Blicken wir einige Jahre zurück: Die Autorin veröffentlichte 2017 ihren ersten Kriminalroman mit dem Team Wellendorf-Renz-Trollinger unter dem Titel "Grenzenlose Intrigen: Tod in Alepochori". 2019 folgte "Schwarze Villa", ein Regionalkrimi der kohlrabenschwarzen Art (die Links führen zu den Buchvorstellungen hier auf unserem Literaturportal)!
Wellendorf-Renz und Trollinger sind ein unprätentiöses Duo, die sich meist nicht an Regeln halten. Welle recherchiert, kombiniert, schnüffelt und steckt seine Nase auch mal in Dinge, die ihn rein gar nichts angehen, ebenso sein Rüde – alles selbstverständlich nur im Dienste des Auftrags. Gerne schräg und mit einem Augenzwinkern, aber immer konsequent und unerbittlich bei der Sache!
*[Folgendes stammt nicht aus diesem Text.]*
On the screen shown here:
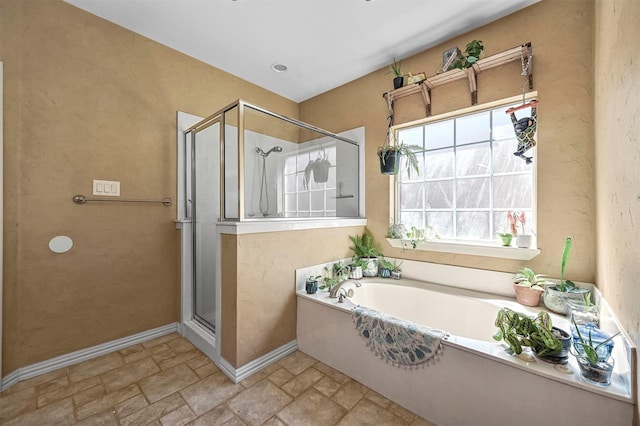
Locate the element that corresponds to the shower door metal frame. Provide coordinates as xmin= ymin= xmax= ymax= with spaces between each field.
xmin=185 ymin=114 xmax=224 ymax=336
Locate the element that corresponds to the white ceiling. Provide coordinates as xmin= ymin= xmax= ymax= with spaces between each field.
xmin=65 ymin=0 xmax=539 ymax=102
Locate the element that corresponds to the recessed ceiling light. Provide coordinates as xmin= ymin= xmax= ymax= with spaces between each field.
xmin=271 ymin=64 xmax=287 ymax=72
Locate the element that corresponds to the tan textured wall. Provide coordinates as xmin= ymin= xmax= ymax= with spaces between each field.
xmin=0 ymin=0 xmax=298 ymax=374
xmin=300 ymin=0 xmax=595 ymax=282
xmin=231 ymin=227 xmax=364 ymax=367
xmin=219 ymin=234 xmax=238 ymax=366
xmin=595 ymin=0 xmax=640 ymax=416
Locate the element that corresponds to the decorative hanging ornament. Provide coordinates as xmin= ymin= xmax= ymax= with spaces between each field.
xmin=505 ymin=46 xmax=538 ymax=164
xmin=506 ymin=100 xmax=538 ymax=164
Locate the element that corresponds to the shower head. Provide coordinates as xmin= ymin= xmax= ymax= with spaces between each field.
xmin=256 ymin=145 xmax=282 ymax=157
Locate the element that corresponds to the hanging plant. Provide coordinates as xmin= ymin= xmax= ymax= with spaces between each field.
xmin=378 ymin=128 xmax=422 ymax=177
xmin=453 ymin=40 xmax=484 ymax=70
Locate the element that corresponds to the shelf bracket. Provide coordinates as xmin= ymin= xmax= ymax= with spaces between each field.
xmin=467 ymin=67 xmax=478 ymax=105
xmin=420 ymin=84 xmax=431 ymax=117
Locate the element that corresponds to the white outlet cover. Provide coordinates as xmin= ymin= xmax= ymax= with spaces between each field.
xmin=49 ymin=235 xmax=73 ymax=253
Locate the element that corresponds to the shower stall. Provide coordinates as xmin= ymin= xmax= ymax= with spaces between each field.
xmin=179 ymin=100 xmax=364 ymax=366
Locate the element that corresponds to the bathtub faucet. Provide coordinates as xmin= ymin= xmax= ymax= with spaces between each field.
xmin=329 ymin=280 xmax=362 ymax=299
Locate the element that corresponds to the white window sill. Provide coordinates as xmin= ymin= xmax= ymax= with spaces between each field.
xmin=387 ymin=238 xmax=540 ymax=260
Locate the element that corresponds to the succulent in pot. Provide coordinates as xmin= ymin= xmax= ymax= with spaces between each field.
xmin=542 ymin=236 xmax=591 ymax=314
xmin=305 ymin=275 xmax=322 ymax=294
xmin=513 ymin=268 xmax=551 ymax=306
xmin=349 ymin=228 xmax=382 ymax=277
xmin=572 ymin=322 xmax=620 ymax=386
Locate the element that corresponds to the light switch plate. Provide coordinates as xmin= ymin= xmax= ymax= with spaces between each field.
xmin=93 ymin=179 xmax=120 ymax=197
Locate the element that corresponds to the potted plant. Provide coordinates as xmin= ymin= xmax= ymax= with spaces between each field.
xmin=387 ymin=58 xmax=404 ymax=90
xmin=302 ymin=149 xmax=331 ymax=189
xmin=498 ymin=232 xmax=513 ymax=247
xmin=304 ymin=275 xmax=322 ymax=294
xmin=507 ymin=211 xmax=533 ymax=248
xmin=390 ymin=259 xmax=402 ymax=280
xmin=454 ymin=40 xmax=484 ymax=70
xmin=542 ymin=236 xmax=591 ymax=314
xmin=378 ymin=136 xmax=422 ymax=176
xmin=513 ymin=268 xmax=551 ymax=306
xmin=349 ymin=256 xmax=367 ymax=280
xmin=573 ymin=323 xmax=620 ymax=386
xmin=378 ymin=257 xmax=393 ymax=278
xmin=493 ymin=308 xmax=571 ymax=364
xmin=349 ymin=228 xmax=382 ymax=277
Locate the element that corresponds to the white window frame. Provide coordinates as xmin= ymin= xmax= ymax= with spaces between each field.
xmin=387 ymin=91 xmax=540 ymax=260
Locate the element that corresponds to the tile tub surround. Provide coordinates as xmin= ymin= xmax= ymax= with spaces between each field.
xmin=297 ymin=267 xmax=635 ymax=425
xmin=0 ymin=333 xmax=432 ymax=426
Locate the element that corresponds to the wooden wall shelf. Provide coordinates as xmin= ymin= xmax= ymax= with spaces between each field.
xmin=382 ymin=42 xmax=533 ymax=117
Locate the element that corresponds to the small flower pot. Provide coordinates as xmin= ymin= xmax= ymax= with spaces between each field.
xmin=378 ymin=150 xmax=400 ymax=175
xmin=576 ymin=356 xmax=615 ymax=386
xmin=516 ymin=234 xmax=533 ymax=248
xmin=498 ymin=234 xmax=513 ymax=247
xmin=349 ymin=265 xmax=362 ymax=280
xmin=513 ymin=284 xmax=544 ymax=307
xmin=304 ymin=281 xmax=318 ymax=294
xmin=362 ymin=257 xmax=378 ymax=277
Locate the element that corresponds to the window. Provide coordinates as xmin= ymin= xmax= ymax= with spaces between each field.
xmin=284 ymin=145 xmax=336 ymax=217
xmin=396 ymin=100 xmax=535 ymax=241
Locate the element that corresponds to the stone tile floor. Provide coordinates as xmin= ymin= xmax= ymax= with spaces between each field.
xmin=0 ymin=333 xmax=432 ymax=426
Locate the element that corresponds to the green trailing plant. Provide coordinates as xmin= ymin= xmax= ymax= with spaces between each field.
xmin=493 ymin=308 xmax=562 ymax=356
xmin=454 ymin=40 xmax=484 ymax=70
xmin=386 ymin=58 xmax=402 ymax=77
xmin=349 ymin=228 xmax=382 ymax=259
xmin=389 ymin=259 xmax=402 ymax=272
xmin=573 ymin=321 xmax=620 ymax=364
xmin=379 ymin=257 xmax=393 ymax=271
xmin=513 ymin=268 xmax=551 ymax=291
xmin=556 ymin=236 xmax=576 ymax=292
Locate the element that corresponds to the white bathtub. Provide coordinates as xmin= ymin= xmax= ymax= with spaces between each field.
xmin=297 ymin=278 xmax=634 ymax=426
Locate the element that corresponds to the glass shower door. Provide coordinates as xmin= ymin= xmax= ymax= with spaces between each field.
xmin=191 ymin=121 xmax=220 ymax=332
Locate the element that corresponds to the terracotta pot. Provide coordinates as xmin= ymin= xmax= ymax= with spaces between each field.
xmin=513 ymin=284 xmax=543 ymax=307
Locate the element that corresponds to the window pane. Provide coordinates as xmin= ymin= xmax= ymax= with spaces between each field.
xmin=456 ymin=178 xmax=490 ymax=209
xmin=493 ymin=138 xmax=532 ymax=173
xmin=493 ymin=174 xmax=531 ymax=210
xmin=399 ymin=183 xmax=423 ymax=209
xmin=424 ymin=120 xmax=453 ymax=149
xmin=398 ymin=126 xmax=423 ymax=148
xmin=455 ymin=111 xmax=491 ymax=145
xmin=284 ymin=194 xmax=297 ymax=212
xmin=456 ymin=142 xmax=491 ymax=176
xmin=425 ymin=180 xmax=453 ymax=209
xmin=420 ymin=148 xmax=455 ymax=179
xmin=456 ymin=212 xmax=490 ymax=240
xmin=311 ymin=191 xmax=324 ymax=210
xmin=298 ymin=192 xmax=309 ymax=211
xmin=400 ymin=210 xmax=422 ymax=229
xmin=426 ymin=212 xmax=453 ymax=238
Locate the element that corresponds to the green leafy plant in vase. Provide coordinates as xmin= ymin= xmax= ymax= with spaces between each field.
xmin=542 ymin=236 xmax=591 ymax=314
xmin=349 ymin=228 xmax=382 ymax=277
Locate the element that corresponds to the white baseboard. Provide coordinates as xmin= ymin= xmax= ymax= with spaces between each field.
xmin=0 ymin=322 xmax=181 ymax=390
xmin=218 ymin=340 xmax=298 ymax=383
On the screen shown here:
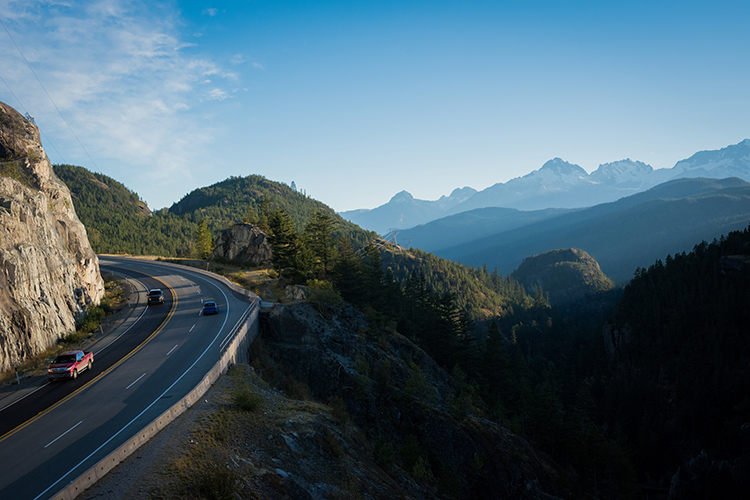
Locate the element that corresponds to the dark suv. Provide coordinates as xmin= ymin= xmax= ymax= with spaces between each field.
xmin=148 ymin=288 xmax=164 ymax=305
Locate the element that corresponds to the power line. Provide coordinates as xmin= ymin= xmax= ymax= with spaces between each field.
xmin=0 ymin=18 xmax=99 ymax=170
xmin=0 ymin=71 xmax=68 ymax=163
Peter Wellendorf-Renz, seines Zeichens Kriminal-Hauptkommissar, ist längst in Pension. Schon vor einigen Jahren hat er sich zur Ruhe gesetzt, um die schönen Seiten des Lebens wie lange Gespräche mit seiner Lebensgefährtin Tula, lange Spaziergänge mit seinem Hund Trollinger und lange Abende mit seinen ehemaligen Kollegen und dem einen oder anderen Fläschchen Badischen Wein zu genießen. Doch daraus wird erst mal wieder nichts.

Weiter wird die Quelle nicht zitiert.